But hold on; those two paragraphs are written from the perspective that AI is like a human. It is essential to remember that AI models don’t have intentions or motivations like humans do. The observed behavior is not a conscious decision to deceive humans but results from the training process. Rest assured that scores of people are working on solving this problem and keeping AI results “safe” for humanity. When alarmist people predict AI will get out of control, it is more that our programming is flawed; most of us do not believe AI is making conscious decisions.

For businesses using AI tools, this means, from now on, to use AI responsibly, you must evaluate AI answers in two ways:

  1. As always, check if the AI is hallucinating and giving wrong information accidentally
  2. And now, pay attention to whether the AI’s responses align with your values and safety guidelines

The research published in the aforementioned article suggests that in regular conversations when AI doesn’t “think” it is being trained or tested, it’s more likely to give straightforward responses based on its core training.

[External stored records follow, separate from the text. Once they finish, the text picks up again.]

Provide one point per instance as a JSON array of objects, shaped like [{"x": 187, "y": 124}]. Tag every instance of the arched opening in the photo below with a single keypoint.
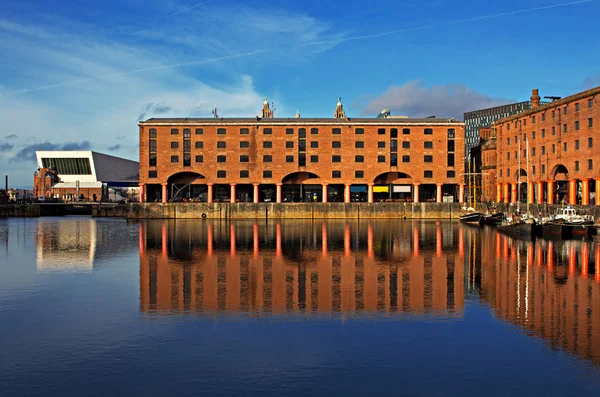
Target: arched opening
[
  {"x": 301, "y": 186},
  {"x": 187, "y": 186},
  {"x": 393, "y": 186}
]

Unfortunately, the discovery that advanced AI has evolved to give fake answers gives skeptics another reason not to trust AI.

As AI becomes more powerful, business leaders must be cautious and aware of risks as well as benefits.

My speeches about AI have focused primarily on its benefits. I’m creating new presentations about managing the emerging AI security risks that responsible business leaders must consider.

As AI becomes more powerful, business leaders must be cautious and aware of risks and benefits. At least I know my dog isn’t lying to me… I hope.